If you want to map over the result type, use fmap.
mapUpRes :: (u -> v) -> Pipe i o v m a -> Pipe i o u m a Source #
(Contravariantly) map over the upstream result type.
hoistPipe :: (Monad m, Monad n) => (forall x. m x -> n x) -> Pipe i o u m a -> Pipe i o u n a Source #
Transform the underlying monad of a pipe.
Note that if you are trying to work with monad transformers, this is probably not what you want. See Data.Conduino.Lift for tools for working with underlying monad transformers.

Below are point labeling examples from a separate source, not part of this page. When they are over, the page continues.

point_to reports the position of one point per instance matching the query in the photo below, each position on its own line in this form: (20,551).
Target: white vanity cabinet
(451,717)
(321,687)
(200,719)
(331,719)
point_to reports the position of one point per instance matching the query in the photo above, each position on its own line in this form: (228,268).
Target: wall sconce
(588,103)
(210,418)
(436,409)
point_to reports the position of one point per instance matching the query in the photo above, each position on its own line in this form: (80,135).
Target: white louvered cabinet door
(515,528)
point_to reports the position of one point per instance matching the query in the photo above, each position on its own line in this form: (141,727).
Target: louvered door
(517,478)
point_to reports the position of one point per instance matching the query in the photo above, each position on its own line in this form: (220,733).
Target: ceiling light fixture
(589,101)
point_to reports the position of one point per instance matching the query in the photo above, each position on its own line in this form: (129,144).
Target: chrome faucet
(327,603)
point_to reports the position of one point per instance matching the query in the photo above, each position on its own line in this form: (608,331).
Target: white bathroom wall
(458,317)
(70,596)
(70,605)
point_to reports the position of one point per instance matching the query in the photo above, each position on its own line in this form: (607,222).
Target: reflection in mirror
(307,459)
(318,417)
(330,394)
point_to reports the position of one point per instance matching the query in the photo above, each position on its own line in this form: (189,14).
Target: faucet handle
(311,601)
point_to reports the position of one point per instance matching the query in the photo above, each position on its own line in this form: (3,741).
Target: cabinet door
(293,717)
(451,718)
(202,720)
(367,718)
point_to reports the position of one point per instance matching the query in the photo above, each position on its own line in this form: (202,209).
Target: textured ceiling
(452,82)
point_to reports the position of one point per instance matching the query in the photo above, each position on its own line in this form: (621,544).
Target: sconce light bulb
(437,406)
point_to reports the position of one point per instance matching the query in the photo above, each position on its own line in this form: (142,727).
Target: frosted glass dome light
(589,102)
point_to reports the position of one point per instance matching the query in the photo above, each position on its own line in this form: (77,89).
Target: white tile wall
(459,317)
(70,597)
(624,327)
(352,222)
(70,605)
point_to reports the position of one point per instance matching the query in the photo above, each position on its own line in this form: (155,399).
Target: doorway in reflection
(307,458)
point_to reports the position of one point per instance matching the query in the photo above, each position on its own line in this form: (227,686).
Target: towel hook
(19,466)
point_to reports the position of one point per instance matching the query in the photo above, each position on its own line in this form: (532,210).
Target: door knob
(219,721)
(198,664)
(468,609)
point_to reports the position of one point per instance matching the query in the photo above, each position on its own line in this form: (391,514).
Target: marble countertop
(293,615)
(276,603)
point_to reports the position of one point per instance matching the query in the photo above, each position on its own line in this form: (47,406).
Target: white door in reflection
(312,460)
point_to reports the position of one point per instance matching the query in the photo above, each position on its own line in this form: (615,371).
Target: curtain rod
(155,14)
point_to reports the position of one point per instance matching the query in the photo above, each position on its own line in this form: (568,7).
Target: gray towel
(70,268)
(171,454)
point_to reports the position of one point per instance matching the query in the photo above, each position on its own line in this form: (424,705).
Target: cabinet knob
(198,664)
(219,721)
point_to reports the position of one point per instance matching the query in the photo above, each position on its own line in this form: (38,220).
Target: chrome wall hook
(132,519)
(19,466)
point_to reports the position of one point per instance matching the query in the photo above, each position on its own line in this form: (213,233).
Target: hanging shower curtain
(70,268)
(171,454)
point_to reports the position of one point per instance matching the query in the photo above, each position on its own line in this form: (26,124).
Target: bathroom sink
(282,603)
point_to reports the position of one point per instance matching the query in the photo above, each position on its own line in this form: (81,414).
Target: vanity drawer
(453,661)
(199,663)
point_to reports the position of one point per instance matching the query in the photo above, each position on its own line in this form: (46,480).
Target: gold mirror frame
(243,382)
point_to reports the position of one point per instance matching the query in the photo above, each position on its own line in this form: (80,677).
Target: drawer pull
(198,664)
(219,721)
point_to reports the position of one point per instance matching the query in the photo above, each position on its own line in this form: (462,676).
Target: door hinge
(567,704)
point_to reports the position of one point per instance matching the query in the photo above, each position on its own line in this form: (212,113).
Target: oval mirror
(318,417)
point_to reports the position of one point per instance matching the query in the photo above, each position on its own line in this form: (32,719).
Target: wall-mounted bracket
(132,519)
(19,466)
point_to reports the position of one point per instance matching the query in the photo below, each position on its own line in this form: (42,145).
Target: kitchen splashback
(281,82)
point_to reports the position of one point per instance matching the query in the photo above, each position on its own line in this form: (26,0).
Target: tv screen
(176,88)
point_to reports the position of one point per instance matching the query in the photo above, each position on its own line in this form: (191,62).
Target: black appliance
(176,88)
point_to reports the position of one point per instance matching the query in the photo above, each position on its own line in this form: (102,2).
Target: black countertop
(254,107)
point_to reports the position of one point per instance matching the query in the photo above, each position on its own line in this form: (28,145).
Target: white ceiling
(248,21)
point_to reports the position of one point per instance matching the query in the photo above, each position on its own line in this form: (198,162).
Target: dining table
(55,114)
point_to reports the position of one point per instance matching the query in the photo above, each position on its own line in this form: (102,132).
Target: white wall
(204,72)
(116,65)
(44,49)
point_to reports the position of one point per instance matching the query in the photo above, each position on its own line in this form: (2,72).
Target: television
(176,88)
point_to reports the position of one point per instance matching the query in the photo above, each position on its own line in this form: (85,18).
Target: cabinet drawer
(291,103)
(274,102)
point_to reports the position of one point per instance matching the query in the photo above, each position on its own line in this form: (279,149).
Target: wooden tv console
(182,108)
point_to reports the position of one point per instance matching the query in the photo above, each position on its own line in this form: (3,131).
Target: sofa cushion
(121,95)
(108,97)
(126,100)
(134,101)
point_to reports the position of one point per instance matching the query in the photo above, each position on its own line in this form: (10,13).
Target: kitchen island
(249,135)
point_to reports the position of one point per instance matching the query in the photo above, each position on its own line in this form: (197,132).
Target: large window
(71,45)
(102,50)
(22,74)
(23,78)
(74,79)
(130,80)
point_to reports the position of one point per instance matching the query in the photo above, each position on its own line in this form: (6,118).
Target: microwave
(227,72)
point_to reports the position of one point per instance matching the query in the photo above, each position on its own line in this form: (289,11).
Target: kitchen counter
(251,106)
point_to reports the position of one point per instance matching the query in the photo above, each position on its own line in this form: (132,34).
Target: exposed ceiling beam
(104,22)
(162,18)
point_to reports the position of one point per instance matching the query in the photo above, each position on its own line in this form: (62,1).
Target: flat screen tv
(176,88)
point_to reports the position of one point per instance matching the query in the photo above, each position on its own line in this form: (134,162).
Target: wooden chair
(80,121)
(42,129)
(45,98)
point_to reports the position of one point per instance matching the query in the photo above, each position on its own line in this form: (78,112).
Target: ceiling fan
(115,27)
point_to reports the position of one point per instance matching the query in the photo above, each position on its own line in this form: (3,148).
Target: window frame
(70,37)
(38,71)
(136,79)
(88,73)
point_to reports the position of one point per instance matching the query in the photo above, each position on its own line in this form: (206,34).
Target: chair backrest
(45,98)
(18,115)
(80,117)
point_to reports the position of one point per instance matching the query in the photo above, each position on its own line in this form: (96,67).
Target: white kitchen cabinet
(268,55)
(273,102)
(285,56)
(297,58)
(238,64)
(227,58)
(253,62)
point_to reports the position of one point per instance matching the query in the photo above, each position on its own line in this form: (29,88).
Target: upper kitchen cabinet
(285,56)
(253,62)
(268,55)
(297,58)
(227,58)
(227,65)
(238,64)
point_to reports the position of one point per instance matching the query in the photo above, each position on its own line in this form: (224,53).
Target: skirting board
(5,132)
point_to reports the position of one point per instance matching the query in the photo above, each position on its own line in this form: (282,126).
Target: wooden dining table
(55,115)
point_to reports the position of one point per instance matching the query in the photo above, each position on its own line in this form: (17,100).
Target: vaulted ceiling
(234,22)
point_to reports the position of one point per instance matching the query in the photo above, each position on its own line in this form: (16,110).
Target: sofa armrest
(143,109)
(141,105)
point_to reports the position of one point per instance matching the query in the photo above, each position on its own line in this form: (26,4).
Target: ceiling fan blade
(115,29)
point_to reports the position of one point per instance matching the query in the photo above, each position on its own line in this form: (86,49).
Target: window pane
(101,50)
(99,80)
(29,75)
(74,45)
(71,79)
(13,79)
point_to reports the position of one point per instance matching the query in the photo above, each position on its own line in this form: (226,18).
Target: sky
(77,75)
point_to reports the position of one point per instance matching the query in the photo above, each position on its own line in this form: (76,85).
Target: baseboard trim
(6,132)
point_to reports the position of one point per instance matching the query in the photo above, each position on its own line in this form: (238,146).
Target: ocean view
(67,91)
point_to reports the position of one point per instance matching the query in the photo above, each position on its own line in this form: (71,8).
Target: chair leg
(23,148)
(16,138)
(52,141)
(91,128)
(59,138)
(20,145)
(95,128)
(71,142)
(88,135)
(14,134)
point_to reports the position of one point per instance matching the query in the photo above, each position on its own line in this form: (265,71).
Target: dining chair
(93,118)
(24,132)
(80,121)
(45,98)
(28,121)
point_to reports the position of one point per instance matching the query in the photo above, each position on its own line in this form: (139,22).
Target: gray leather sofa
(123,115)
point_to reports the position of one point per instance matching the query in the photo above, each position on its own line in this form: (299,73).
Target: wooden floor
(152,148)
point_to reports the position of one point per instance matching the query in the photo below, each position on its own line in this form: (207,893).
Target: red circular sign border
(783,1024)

withRecPipe :: (Monad m, Monad n) => (RecPipe i o u m a -> RecPipe j p v n b) -> Pipe i o u m a -> Pipe j p v n b Source #
Convenint wrapper over toRecPipe and fromRecPipe.
Since: 0.2.1.0
runStateP :: Monad m => s -> Pipe i o u (StateT s m) a -> Pipe i o u m (a, s) Source #
Turn a Pipe that runs over StateT into a "state-modifying Pipe",
that returns the final state when it terminates.
The main usage of this is to "isolate" the state from other pipes in the
same chain. For example, of p, q, and r are all pipes under
StateT, then:
p .| q .| r
will all share underlying state, and each can modify the state that they all three share. We essentially have global state.
However, if you use runStateP, you can all have them use different
encapsulated states.
void (runStateP s0 p) .| void (runStateP s1 q) .| runStateP s2 r
In this case, each of those three chained pipes will use their own internal states, without sharing.
This is also useful if you want to chain a pipe over StateT with
pipes that don't use state at all: for example if a and b are
"non-stateful" pipes (not over StateT), you can do:
a .| void (runStateP s1 q) .| b
And a and b will be none the wiser to the fact that q uses
StateT internally.
Note to avoid the usage of void, evalStateP might
be more useful.
Since: 0.2.1.0
runStatePS :: Monad m => s -> Pipe i o u (StateT s m) a -> Pipe i o u m (a, s) Source #
runStateP, but for Control.Monad.Trans.State.Strict.